Data Preprocessing

Now that you've collected your data, you can preprocess it to make it compatible with the policy training code. The following will assume you have a .zip file with your task data from a specific environment — see the "Data Saving and Uploading" section here for more details on this.

Note: the gripper processing models are quite large and so GPU resources are required.

Preprocessing from a .zip File

  1. Ensure you've pulled the latest version of the min-stetch codebase.
  2. Run the setup script in min-stretch to set the appropriate config paths.
    ./setup.sh
  3. Enter the data-collection folder.
    cd data-collection
  4. If you're using Greene, request GPU resources.
    • Request a GPU node, e.g.
      srun --nodes=1 --cpus-per-task=8 --mem=64GB --time=2:00:00 --gres=gpu:1 --pty /bin/bash
    • The command above will request 1 GPU with 8 CPUs and 64GB CPU memory for 2 hours.
    • Enter singularity container (assumes you have an overlay filesystem -- see here for more details).
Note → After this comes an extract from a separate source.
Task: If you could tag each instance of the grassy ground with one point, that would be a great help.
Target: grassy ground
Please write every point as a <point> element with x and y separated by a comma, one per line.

Be sure to include --nv as we'll require Nvidia drivers for GPU use, i.e.
      singularity exec --nv --overlay $SCRATCH/overlay-home-robot-env.ext3:rw /scratch/work/public/singularity/cuda11.8.86-cudnn8.7-devel-ubuntu22.04.2.sif /bin/bash
  5. Create environment from config file
    mamba env create -f data_collection_env.yaml
  6. Activate your environment
    mamba activate data_collection
  7. Install ffmpeg within the environment
    conda install conda-forge::ffmpeg
  8. Set up co-tracker
    cd gripper/utils/co-tracker && pip install -e .
    mkdir -p checkpoints
    cd checkpoints
    wget --no-check-certificate https://huggingface.co/facebook/cotracker3/resolve/main/scaled_online.pth
    cd ../../../../
  9. Upload your .zip file to your server
    • If you're using VSCode, you can typically drag it from your local machine to the desired location to upload. Otherwise, you can use something like scp or rsync.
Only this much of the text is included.